The objective of this study was to investigate the specific regulation of the H3K27me3 writing enzyme EZH2 that is considered responsible for default suppression (transcriptional gene silencing) critical to the ductal progenitor cell’s developmental programme by enabling them to differentiate into functioning insulin secreting β-cells. The feasibility of this approach has been demonstrated in other contexts. For example, Dal-Pra et al. showed that demethylation of H3K27 is essential for the induction of direct cardiac reprogramming.7 An independent group has recently showed similar results, that repression by EZH2-mediated H3K27me3 assists the activation of cardiac genes during human cardiac reprogramming.8 We anticipate that our epigenetic approach targeting EZH2 in order to achieve β-cell replenishment and thereby improve glycaemic control could then be applied to relevant clinical settings.
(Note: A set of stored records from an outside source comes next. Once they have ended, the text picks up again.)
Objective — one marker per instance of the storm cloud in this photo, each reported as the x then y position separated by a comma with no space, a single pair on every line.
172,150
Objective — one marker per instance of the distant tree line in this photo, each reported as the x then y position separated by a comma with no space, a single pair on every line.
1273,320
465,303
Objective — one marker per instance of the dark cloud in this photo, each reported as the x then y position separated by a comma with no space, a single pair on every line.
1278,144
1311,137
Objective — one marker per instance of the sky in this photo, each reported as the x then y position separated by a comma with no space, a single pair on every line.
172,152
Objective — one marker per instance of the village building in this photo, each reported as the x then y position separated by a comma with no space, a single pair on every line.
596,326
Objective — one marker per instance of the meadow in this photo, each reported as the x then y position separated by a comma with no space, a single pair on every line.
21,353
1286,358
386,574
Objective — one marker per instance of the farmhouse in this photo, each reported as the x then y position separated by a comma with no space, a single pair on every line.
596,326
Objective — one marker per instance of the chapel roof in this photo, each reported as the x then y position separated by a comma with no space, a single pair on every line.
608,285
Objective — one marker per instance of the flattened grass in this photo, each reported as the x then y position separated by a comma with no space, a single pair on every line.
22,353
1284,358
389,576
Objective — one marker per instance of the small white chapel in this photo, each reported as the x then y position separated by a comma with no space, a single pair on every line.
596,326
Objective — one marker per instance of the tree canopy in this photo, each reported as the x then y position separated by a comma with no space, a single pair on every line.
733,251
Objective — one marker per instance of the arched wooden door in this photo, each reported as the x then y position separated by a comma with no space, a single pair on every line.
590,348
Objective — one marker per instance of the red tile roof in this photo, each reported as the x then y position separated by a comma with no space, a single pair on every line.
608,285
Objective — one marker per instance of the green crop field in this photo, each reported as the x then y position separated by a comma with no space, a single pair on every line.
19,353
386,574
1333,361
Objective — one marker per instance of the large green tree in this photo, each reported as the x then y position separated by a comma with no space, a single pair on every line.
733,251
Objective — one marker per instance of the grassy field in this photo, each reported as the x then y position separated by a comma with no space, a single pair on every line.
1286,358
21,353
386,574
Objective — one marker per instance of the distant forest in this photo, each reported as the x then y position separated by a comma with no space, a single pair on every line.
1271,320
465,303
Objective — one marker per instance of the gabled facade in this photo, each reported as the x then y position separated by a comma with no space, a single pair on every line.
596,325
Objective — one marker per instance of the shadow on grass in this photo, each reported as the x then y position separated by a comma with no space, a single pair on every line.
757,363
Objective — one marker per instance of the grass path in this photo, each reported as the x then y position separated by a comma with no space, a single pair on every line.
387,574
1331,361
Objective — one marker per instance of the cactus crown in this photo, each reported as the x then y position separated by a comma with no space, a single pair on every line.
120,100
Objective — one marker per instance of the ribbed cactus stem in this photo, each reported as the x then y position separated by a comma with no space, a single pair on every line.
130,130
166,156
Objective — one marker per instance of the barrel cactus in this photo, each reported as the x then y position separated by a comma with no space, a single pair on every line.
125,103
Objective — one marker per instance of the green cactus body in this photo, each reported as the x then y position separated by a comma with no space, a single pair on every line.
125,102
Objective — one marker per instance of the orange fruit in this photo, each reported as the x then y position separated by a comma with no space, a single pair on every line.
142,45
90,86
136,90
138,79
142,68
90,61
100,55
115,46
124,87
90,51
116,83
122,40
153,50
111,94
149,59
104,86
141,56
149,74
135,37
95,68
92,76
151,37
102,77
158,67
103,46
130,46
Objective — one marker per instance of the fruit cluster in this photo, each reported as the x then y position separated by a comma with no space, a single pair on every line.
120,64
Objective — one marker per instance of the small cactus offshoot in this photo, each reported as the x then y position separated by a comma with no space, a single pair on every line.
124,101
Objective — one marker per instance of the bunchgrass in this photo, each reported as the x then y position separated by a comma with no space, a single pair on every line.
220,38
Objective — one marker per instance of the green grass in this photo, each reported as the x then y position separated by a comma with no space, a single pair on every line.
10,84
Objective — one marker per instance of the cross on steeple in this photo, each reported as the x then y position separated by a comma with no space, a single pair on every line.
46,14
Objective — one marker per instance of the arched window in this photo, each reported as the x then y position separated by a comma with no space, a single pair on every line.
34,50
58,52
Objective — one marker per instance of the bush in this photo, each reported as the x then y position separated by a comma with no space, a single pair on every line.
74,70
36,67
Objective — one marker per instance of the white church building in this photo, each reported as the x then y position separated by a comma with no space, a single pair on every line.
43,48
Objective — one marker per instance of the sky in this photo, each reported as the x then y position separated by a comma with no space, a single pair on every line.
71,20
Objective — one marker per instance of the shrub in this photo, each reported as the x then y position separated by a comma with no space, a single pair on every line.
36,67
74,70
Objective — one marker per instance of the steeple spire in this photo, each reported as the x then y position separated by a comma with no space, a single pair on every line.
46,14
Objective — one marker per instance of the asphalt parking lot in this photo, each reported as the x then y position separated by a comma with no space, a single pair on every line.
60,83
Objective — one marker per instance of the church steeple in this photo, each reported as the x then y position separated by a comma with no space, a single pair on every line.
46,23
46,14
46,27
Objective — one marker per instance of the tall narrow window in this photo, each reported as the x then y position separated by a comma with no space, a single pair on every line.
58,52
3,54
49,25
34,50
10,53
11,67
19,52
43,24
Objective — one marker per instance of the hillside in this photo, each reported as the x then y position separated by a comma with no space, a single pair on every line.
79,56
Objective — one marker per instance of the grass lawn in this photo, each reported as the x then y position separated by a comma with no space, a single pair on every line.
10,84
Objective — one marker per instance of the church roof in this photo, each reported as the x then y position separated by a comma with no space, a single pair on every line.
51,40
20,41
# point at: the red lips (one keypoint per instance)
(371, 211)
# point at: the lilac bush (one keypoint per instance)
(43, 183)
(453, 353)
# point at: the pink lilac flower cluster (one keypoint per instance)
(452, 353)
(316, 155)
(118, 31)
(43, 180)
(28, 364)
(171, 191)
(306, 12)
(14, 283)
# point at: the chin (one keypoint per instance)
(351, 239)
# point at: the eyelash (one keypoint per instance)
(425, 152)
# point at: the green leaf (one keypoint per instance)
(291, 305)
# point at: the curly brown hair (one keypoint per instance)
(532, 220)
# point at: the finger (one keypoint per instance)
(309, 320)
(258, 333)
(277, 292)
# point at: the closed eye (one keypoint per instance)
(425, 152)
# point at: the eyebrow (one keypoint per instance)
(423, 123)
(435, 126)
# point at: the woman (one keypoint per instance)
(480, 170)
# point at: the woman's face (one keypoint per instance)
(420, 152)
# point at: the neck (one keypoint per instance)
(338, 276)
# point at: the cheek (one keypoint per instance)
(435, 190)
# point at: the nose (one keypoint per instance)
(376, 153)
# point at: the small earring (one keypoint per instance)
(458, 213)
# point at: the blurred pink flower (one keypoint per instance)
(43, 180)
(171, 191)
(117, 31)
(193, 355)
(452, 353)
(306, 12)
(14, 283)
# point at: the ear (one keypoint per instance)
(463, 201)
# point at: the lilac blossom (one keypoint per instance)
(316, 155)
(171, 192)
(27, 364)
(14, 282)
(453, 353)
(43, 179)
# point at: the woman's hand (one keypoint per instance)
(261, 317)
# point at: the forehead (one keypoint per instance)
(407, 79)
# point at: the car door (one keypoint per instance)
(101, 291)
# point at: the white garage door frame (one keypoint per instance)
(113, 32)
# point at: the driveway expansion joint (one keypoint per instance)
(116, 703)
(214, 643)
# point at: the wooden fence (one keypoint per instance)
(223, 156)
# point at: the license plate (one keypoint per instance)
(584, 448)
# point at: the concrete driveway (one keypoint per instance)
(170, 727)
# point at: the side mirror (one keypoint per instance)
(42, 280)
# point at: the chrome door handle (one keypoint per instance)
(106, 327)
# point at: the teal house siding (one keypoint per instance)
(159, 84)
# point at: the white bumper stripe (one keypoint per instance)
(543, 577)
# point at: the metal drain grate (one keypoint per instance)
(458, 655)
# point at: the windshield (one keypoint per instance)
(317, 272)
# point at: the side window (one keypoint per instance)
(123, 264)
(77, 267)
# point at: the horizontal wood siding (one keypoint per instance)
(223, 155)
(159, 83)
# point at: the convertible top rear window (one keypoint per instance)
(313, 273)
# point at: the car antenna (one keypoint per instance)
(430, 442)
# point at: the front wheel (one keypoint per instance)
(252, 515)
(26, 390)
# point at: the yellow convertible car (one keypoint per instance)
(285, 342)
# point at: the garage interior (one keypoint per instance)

We recently showed that DNA methylation is part of the epigenetic barrier to β-cell differentiation, which underscores the central role of transcriptional regulation in tissue regeneration. When this barrier is removed, endocrine cells are able to differentiate into β-cells. This was a major breakthrough, since a major restriction to repair damaged endocrine tissue in T1D is that the process of β-cell neogenesis from ductal-cell progenitors is limited after birth.9 While this was an exciting development, we questioned whether compounds that target corresponding epigenetic pathways in mouse models can be translated to the human context. Despite some of the initial study successes using epigenetic modulators in mice they have shown limited or modest translatability and selectivity in humans. This is likely to be related to complex inter- and intra-cell population differences between mouse and human pancreas.10,11
A potential source of β-cells was previously demonstrated with the discovery of α-cell plasticity and the ability of ductal and α-cells to convert into insulin-producing cells.10,12 From our studies, we conclusively established the ductal and α-cell ontogeny of these transdifferentiated β-cells by direct lineage tracing experiments. We showed that Ngn3 re-expression is a feature of pancreatic progenitors in the duct, and Sox11 is a hallmark of EMT.13,14 Equally important was the finding that the α- to β-like cell conversion observed in these models induces the re-expression of Ngn3 in ductal cells and their differentiation into endocrine cells by reawakening epithelial-mesenchymal-transition.12,13 Moreover, we showed recently, that during directed β-cell reprogramming, Ngn3 and Sox11 are demethylated.14 This finding represents a paradigm shift in our understanding of islet biology and provides new opportunities for future treatment. To our knowledge, there are no published studies that have reported successful induction of exocrine progenitor genes using human pancreatic tissue (Fig. 1a). The rare availability of fresh human pancreas from two non-diabetic adults and a child with T1D (Table 1) prompted us to focus on default exocrine suppression influencing β-cell plasticity.
Table 1.
Donor 1 | Donor 2 | Donor 3 | |
---|---|---|---|
Age | 58 | 42 | 13 |
Sex | Male | Female | Female |
BMI | 28.3 | 29 | 18.7 |
Diabetes | Non-diabetic | Non-diabetic | Type 1 |
Diabetes duration | N/A | N/A | 4.4 years |
HbA1c | N/A | N/A | 7.7 |
Results
To test our hypothesis that reawakening exocrine and endocrine progenitor cells can be achieved using epigenetic molecules and take on an endocrine cell fate, we examined the effect of the highly selective inhibitor of EZH2 methyltransferase activity, GSK126 on Nkx6.1, MafA, Pdx1, Ngn3, Sox11 and Sox9 using ex vivo human pancreatic tissues from three donors, and the effect of this drug on β-cell regeneration as assessed by an increase in insulin (Ins) gene expression. Pancreatic specimens were stained with H&E and immunostained for glucagon and insulin from a non-diabetic and a T1D donor (Fig. 1b). The expression of progenitor and embryogenic markers, Pdx1, Ngn3, Sox9 and Sox11, as well as specific β-cell markers Pdx1, Ins, Nkx6.1 and MafA mRNA levels using qRT-PCR were mirrored in naïve pancreatic exocrine cells using the same non-diabetic and T1D donors (Fig. 2).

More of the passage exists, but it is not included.